Wer der 22-Jährigen begegnet, den fasziniert ihre natürliche Ausstrahlung. Sie selbst beschreibt sich als lebenslustigen Menschen: „Ich geh gern auf Menschen zu. Ich bin offen.“ Da gebe es kaum mal einen Tag, an dem sie kein Lächeln im Gesicht habe. „Ich bin auch beim Fasching dabei.“ Eine echte Weinkönigin in der Bütt? „Nein, nicht als Weinkönigin, sondern als die Wurschtuschi!“ Beim Metzger sei früher immer der Dorftreff gewesen. „Was man da so alles an Dorftratsch und Klatsch gehört hat. Da war ich dann immer die Wurstverkäuferin, die Wurschtuschi.“
Ehrlich und auch ehrgeizig
Doch im wahren Leben liegen ihre Stärken nicht beim Wurstverkauf. Gesunden Ehrgeiz habe sie und zielorientiert sei sie auch. „Wenn ich ein Ziel habe, dann will ich das auch erreichen. Ich bin ehrlich, das ist für mich sehr wichtig. Ehrlichkeit rechne ich auch anderen ganz hoch an.“ Und Schwächen? „Nicht ,nein’ sagen zu können. Deswegen bin ich wohl auch überall aktiv, weil ich einfach schwer nein sagen kann.“ Und wie stehts mit Gummibärchen? „Eher Gummibärchen als Schokolade. Am meisten stehe ich aber auf herzhafte Sachen, beispielsweise auf Sauerbraten, das ist meine Schwäche.“ Eine Schwäche von der Wurschtuschi? „Nein, von Marion Wunderlich.“
In der Pfarrei engagiert
Seit 2010 engagiert sich die 22-Jährige im Pfarrgemeinderat ihrer Pfarrei St. Vitus. Vom Ministrantenamt gleich in die Gremienarbeit? „So war das nicht“, erzählt sie. Sie sei gezwungenermaßen nie Ministrantin gewesen. „Bei uns durften bis vor ein paar Jahren nur Jungen Ministranten werden.“ Heute, unter dem neuen Pfarrer, sei der Zulauf der Mädchen größer als der der Buben. „Und die sind es auch, die eher durchhalten“, lacht Marion.
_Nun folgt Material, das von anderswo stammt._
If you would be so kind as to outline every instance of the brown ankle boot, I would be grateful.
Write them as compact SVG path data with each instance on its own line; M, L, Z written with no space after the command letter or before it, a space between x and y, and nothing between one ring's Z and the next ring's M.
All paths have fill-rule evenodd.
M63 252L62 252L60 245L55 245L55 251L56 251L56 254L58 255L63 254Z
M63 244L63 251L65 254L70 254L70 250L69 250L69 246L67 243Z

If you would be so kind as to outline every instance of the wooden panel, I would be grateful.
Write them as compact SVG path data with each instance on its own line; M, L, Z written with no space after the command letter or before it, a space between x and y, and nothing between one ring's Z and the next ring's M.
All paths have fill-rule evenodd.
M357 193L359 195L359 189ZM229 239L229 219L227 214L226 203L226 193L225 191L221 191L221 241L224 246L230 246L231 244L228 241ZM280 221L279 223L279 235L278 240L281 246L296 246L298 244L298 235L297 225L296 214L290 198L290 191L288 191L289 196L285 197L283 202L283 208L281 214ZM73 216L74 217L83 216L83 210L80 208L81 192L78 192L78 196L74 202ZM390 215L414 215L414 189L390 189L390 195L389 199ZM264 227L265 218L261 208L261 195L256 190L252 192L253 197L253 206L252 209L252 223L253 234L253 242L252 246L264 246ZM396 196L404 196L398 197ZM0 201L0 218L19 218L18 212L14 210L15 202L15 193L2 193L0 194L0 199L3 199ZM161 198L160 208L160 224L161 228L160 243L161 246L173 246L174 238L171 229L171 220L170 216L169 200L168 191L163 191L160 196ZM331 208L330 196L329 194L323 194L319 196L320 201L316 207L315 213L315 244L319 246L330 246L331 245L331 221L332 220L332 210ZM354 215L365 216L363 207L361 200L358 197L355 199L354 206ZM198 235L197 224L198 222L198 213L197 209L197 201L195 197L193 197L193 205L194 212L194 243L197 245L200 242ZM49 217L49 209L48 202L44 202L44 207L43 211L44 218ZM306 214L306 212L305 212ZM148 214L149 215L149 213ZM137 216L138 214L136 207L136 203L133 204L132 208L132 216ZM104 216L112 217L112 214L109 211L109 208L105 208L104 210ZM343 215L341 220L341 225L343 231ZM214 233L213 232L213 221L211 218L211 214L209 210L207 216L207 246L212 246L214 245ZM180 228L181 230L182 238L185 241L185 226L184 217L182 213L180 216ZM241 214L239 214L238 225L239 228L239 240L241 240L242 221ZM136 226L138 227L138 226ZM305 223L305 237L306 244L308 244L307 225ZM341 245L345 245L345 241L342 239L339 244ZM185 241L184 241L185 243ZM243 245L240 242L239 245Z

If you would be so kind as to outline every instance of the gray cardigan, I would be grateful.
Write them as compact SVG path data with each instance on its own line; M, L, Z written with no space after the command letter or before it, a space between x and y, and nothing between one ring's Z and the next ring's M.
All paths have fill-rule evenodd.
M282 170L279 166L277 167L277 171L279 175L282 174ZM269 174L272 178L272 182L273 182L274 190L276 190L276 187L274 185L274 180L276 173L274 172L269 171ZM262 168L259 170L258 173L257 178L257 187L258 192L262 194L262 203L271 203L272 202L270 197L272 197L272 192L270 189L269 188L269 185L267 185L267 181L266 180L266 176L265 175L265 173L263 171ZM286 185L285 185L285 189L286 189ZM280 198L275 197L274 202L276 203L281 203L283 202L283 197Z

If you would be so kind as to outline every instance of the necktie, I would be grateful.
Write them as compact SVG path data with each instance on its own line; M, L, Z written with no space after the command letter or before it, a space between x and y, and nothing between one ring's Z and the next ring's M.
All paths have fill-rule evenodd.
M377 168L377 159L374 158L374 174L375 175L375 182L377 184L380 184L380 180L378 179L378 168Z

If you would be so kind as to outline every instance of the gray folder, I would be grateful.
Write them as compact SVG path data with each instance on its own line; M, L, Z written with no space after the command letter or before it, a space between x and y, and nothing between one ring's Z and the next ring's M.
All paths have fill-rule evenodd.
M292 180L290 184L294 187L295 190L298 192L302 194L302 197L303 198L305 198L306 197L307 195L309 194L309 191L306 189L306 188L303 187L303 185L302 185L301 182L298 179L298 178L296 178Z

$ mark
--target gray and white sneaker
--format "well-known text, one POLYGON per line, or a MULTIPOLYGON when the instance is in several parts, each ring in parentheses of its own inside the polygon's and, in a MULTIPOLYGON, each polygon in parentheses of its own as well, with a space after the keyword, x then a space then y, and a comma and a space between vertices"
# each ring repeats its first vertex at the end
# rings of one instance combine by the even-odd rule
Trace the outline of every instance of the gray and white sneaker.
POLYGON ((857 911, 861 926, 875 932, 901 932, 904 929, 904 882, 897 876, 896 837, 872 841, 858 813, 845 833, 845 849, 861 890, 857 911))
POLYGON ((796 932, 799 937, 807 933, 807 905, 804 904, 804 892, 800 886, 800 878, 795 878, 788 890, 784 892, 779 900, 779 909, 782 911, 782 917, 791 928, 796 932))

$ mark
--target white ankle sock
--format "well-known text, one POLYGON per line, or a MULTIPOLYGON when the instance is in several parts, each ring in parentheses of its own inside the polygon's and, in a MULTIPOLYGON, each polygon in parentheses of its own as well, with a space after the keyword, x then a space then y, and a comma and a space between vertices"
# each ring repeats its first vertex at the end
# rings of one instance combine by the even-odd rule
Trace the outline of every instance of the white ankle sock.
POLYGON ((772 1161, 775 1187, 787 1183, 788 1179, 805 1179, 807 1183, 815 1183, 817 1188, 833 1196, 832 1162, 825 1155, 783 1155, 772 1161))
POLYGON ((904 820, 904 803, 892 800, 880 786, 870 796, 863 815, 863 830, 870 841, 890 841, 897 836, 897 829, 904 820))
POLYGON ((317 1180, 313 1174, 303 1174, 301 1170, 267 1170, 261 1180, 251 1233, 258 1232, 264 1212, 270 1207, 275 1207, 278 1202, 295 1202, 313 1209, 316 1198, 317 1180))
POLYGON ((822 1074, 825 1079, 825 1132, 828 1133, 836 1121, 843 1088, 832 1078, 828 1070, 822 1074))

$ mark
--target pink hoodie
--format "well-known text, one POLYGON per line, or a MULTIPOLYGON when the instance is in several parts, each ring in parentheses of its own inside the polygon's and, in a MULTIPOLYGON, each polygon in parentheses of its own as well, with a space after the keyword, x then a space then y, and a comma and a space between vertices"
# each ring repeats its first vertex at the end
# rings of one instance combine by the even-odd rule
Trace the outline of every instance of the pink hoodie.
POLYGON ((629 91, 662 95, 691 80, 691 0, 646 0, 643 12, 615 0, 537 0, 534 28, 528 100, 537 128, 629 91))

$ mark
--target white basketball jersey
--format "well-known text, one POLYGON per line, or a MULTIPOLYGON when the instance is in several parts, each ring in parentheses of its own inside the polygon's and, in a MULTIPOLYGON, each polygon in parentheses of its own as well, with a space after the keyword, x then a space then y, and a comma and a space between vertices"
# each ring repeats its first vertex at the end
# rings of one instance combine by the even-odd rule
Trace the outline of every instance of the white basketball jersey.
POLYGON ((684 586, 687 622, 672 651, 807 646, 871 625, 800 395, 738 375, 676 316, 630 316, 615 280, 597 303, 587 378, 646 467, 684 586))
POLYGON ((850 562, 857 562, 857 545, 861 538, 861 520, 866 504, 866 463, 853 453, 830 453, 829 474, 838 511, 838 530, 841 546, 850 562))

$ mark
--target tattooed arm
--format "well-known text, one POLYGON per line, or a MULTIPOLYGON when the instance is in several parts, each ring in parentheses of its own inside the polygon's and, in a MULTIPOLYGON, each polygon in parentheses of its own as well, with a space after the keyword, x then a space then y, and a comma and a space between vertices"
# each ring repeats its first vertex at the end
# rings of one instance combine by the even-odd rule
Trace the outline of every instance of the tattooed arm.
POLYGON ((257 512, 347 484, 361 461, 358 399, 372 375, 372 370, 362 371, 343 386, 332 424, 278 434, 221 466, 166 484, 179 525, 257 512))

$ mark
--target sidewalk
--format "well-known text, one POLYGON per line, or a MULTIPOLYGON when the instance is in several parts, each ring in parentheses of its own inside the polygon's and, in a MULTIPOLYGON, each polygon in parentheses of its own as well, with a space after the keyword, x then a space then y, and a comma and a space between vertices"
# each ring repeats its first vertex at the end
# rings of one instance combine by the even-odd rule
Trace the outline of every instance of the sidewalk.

Was sie dazu bewogen habe, als junge Frau von 18 Jahren das Amt der Pfarrgemeinderätin anzustreben? Ihr Opa Josef Wunderlich sei Mesner gewesen. Nach seinem Tod habe Oma Maria Wunderlich das Amt übernommen. „Und die hat mich kurz vor ihrem Tod noch auf die Wahlliste gebracht.“ Es sei ihr großer Wunsch gewesen, dass ihre Enkeln sich da engagiere. Seitdem betreibe sie Jugendarbeit, weil: „Mit Kindern arbeite ich sehr gerne.“ Gemeinsam mit einer Kollegin bereite sie Kinderbibel- und Actiontage vor. Ansonsten gebe es viel Organisatorisches zu besprechen. Um Jugendliche für Kirche zu gewinnen, wie sollte man ihrer Meinung nach sie ansprechen? „Familiengottesdienste kommen sehr gut an, weil man einfach auch selbst aktiv werden und mitgestalten kann. Es wird schon mal ganz anders begrüßt, da werden die Kinder mit eingebunden.“
Und was schätzt Pfarrer Gerhard Hanft an Marion Wunderlich? „Marion ist natürlich, das heißt: In Gesprächen kommt sie nicht gekünstelt rüber. Sie hat aber nicht nur eine ehrliche Ausstrahlung, sondern sie steht auch wirklich hinter dem, was sie sagt und tut. Gerade bei kirchlicher Jugendarbeit ist eine solche Ausstrahlung wichtig, denn die jungen Menschen merken, ob man auch authentisch ist.“
Das Leben nach dem Jahr als Weinkönigin, wie stellt sich Marion Wunderlich die Zukunft vor? „Natürlich erstmal wieder das Arbeiten anfangen. Dann auf jeden Fall Kinder, Familie. Das ist so mein Hauptziel.“ Und der Richtige ist schon da? „Ich hab sozusagen schon einen im Auge“, mehr aber verrät sie nicht.